The Gordon Field House is a fairly new, and spacious, basketball arena,
and was a good place to see Bob play. My friend Chuck (the guy who was
treated so shabbily by a security guard spoiling for a fight - see Chuck's
account elsewhere on this page) and I were standing about 50 or 60 feet
back from the stage, just to the right of centre. It was a pretty good
place to see, and hear, the show. I heard a couple of people complain that
they couldn't understand anything Dylan sang or said, but you could hear
it all from where we were. I also will not go through song-by-song
breakdown of the show, but instead offer up some random thoughts and
impressions. I noticed fairly early on that there was a woman doing sign
language for hearing-impaired people. She was standing off to the band's
right, and was lit with a spot light as she signed Dylan's lyrics while
dancing a little. I thought this was very cool, and I wish Dylan had
acknowledged her near the end of the show when he introduced the band. I
wonder if she travels with him, or if she was someone local. Whoever you
are, thanks for being there. For me, the highlight of the performance was
"The Ballad of Hollis Brown", which was presented in a beautiful acoustic
arrangement. Tony Ganier played his acoustic, stand-up base, and played it
with by strumming a bow gently across its strings. Another highlight was
"Visions of Johanna", which I've always thought of as one of the most
beautiful songs in Dylan's repertoire. It was the first time I'd heard it
played since the summer of 1991, when he did it at the Kingswood Music
Theatre, at an amusement park north of Toronto. And "Dignity" rang true in
a forceful, rhythmic delivery. This was the first time I'd ever heard this
one live (I've seen Bob perform about 45 times). I remember there were
often calls from the audience for this song to be performed when it
emerged about ten years ago, as part of the "Unplugged" release. As far as
I know, he never did it back then. But it was worth the wait. "Summer
Days" was a great closer to the pre-encore set. But it was nothing like
the blistering rendition that we saw several years ago at the Molson
Amphitheatre in Toronto, when Charlie Sexton brought the house down with a
big red electric guitar. This was the first show I have seen with Stu
Kimball on guitar. He seems to settle back into the mix a little more than
earlier guitarists have.
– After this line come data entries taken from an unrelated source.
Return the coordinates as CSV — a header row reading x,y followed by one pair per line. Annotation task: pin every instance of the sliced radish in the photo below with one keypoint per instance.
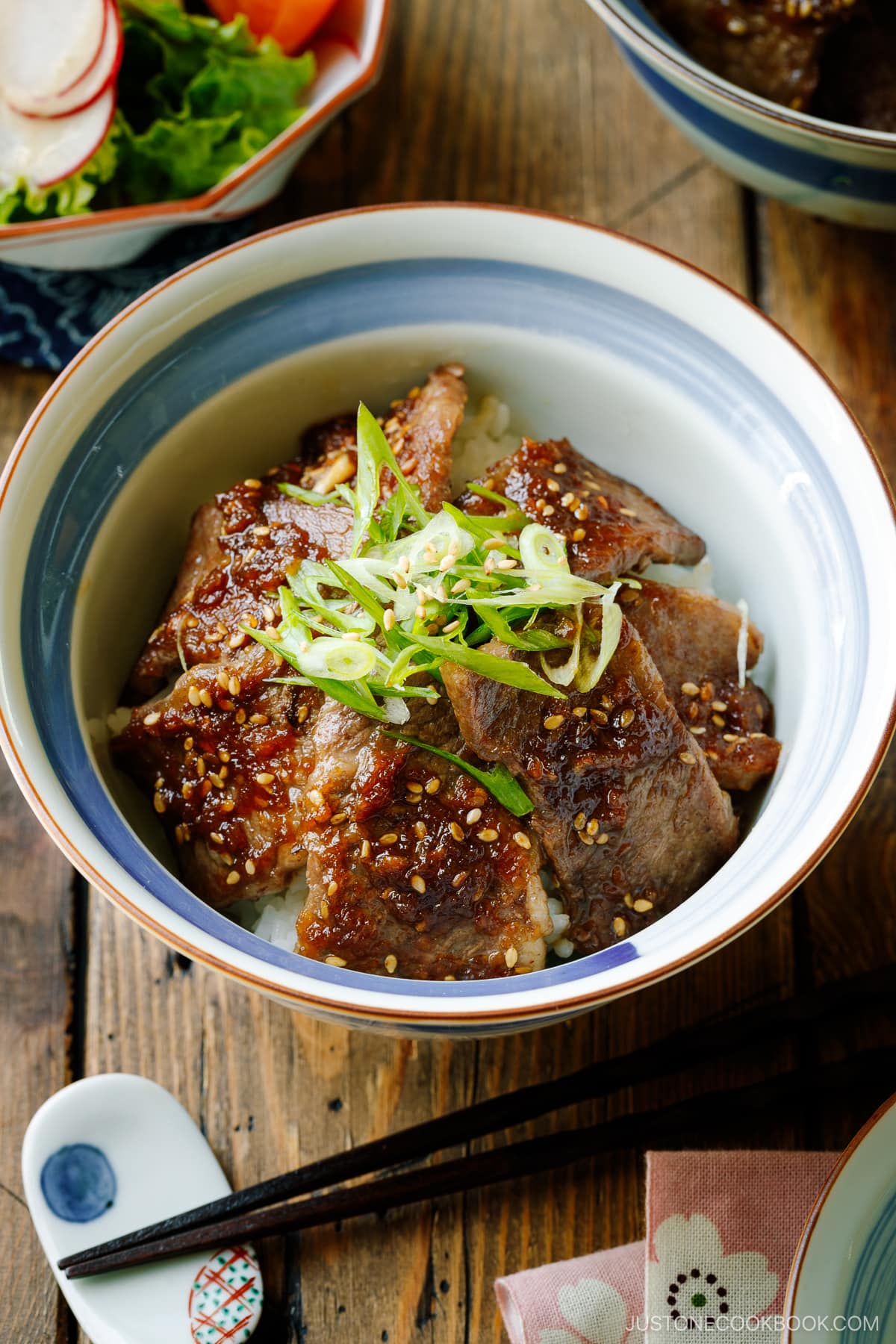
x,y
47,47
89,87
43,151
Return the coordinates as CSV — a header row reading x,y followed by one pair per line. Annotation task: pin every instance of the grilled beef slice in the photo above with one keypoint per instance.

I know this isn't the majority view out there,
but I liked the now-departed Freddy Koella. He played some tight and right
solos during Dylan's three-night, three-venue stand in Toronto last March.
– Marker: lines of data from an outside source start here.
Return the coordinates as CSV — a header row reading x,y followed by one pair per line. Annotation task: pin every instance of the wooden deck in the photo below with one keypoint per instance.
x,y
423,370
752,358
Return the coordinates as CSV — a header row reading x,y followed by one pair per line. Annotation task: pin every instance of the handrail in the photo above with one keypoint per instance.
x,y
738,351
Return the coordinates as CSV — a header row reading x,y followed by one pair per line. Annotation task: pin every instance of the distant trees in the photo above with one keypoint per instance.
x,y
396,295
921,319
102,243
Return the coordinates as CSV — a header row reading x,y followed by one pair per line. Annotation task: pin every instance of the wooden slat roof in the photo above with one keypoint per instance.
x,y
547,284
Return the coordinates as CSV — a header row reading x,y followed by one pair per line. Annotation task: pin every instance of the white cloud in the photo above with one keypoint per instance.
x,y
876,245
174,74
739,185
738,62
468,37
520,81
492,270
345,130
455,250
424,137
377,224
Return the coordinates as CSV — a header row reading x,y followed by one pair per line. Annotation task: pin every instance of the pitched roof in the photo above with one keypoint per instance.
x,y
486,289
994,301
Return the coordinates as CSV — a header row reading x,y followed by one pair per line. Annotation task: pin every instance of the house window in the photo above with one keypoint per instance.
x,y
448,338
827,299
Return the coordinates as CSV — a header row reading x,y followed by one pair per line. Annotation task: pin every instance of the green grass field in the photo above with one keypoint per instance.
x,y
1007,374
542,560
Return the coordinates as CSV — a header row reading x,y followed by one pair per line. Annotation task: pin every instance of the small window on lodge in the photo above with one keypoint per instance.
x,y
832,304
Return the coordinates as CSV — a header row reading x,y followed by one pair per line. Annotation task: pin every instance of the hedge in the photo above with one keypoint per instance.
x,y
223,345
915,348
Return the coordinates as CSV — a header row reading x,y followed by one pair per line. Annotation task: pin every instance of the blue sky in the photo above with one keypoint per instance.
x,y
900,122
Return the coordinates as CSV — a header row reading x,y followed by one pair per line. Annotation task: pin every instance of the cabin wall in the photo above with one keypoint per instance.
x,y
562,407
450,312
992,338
I hope we see and hear Bob play guitar again someday. There were moments
in Rochester when you could actually hear some piano chords coming from
his keyboards, but they were infrequent. That's it. Thanks for reading...

Paul Bagnell


Review by Stuart Gilmour

What a treat. Ventured down from Canada for another wonderful show. A fine
blend of old and new, electric and acoustic. Visions of Johanna will
remain with me for a very long time. Mr. Dylan was his now usual awkward
jumble of slightly spastic body english. He left the keys at one point,
shuffled towards the rear of the drum kit, couldn't make a circle around
so did a three sixty back to his keyboard. Maybe it's just me, but I
thought this was hilarious. This is my favorite band because they are just
so real. Mistakes, mistiming and all that stuff just reinforces that this
is real music played by very real folks. A very sincere tip 'o my hat to
the finest drummer, vastly underrated, Mr. George Recile. Ever heard
George miss a beat? Thanx to Rochester for the fine hospitality and free
parking at the show. Thanx Mr. Dylan, wherever you are.